# vetbed for guniea piggies, tips please!



## ewelsh (Jan 26, 2011)

I was recommended vetbed by Plebob........ all I can say is a huge huge thank you!

My boys Dylan and Boris love it.......... they are snug and warm and oh is it less mess than saw dust and hay.............

Dylan who is blind would stand in his own wet patch and I worried about his little feet.. not any more he is dry all the time now.

Now I am after more tips please................ I have a hay stack attached to the wire on the front of the hutch and they boys pull it all out.... it is a swine to get off the vet bed before it goes in the washing machine... so any tips?????? please????


----------



## swatton42 (Oct 29, 2011)

Hand-held vacuum? Never tried it on vet-bed but we use 1 for the guinea pig poop and bits of stuff if they've been free-ranging.


----------



## HelloKittyHannah (Nov 18, 2010)

When I was using fleece and vetbed for mine I had a litter tray under the hay so any mess was caught in the tray underneath  Also before you wash the vetbed, leave it to dry as it's much easier to shake off any debris.


----------



## Plebob (Apr 11, 2011)

ewelsh said:


> I was recommended vetbed by Plebob........ all I can say is a huge huge thank you!
> 
> My boys Dylan and Boris love it.......... they are snug and warm and oh is it less mess than saw dust and hay.............
> 
> ...


OMG - I've actually been of use to someone! 
i have a cat litter tray at the end of the cage with hay in which keeps the hay off the vetbed.


----------



## Colette (Jan 2, 2010)

I did pretty much the same thing when I had my piggies on fleece...

I used my spare correx to make a litter box (entrance hole in the front and lid on top) and just put a newspaper on the floor, and the hay rack hanging up in there.

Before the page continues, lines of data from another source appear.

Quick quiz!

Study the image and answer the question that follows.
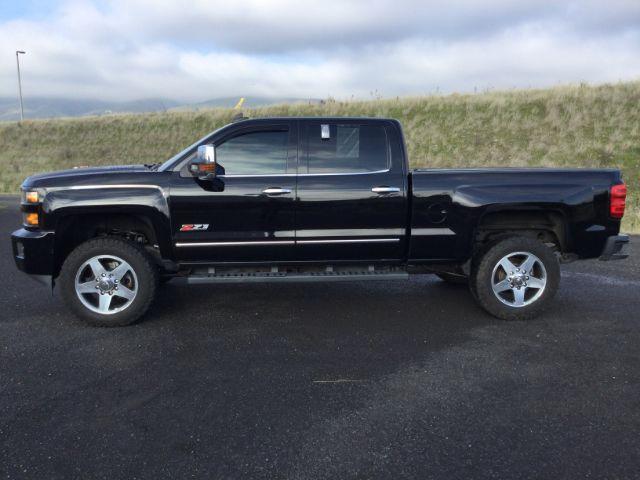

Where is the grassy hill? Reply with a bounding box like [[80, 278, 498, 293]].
[[0, 82, 640, 232]]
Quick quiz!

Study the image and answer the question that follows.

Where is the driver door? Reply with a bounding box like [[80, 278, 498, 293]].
[[170, 121, 298, 263]]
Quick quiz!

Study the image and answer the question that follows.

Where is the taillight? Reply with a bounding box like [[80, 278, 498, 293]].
[[609, 183, 627, 218]]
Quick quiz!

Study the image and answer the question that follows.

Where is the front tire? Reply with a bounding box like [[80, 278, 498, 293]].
[[469, 237, 560, 320], [58, 237, 158, 327]]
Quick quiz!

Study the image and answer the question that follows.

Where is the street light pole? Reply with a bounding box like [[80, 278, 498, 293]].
[[16, 50, 27, 122]]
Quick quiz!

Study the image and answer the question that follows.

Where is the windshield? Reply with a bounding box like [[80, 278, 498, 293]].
[[158, 125, 227, 172]]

Changed the newspaper every day when I did the hay.


----------



## ewelsh (Jan 26, 2011)

Fab tips thank you all, litter tray tried and tested over last 2 days...... much less hay over vetbed.. 
Just ordered 3 more meters of Vetbed so now I have one when other one is in the wash or drying.............. it's saving me so much time and expense! best tip ever, thanks again plebob


----------



## emzybabe (Jun 30, 2009)

I get the hoover out on the rabbits fleeces before there washed otherwise it gets all over my clothes in the next wash I do


----------



## Nancy23 (Feb 7, 2012)

Do you think vet bed would be ok for chinchillas?


----------



## Guest (Feb 9, 2012)

Nancy23 said:


> Do you think vet bed would be ok for chinchillas?


They would just chew it and it could cause a blockage, so personally I would say no.


----------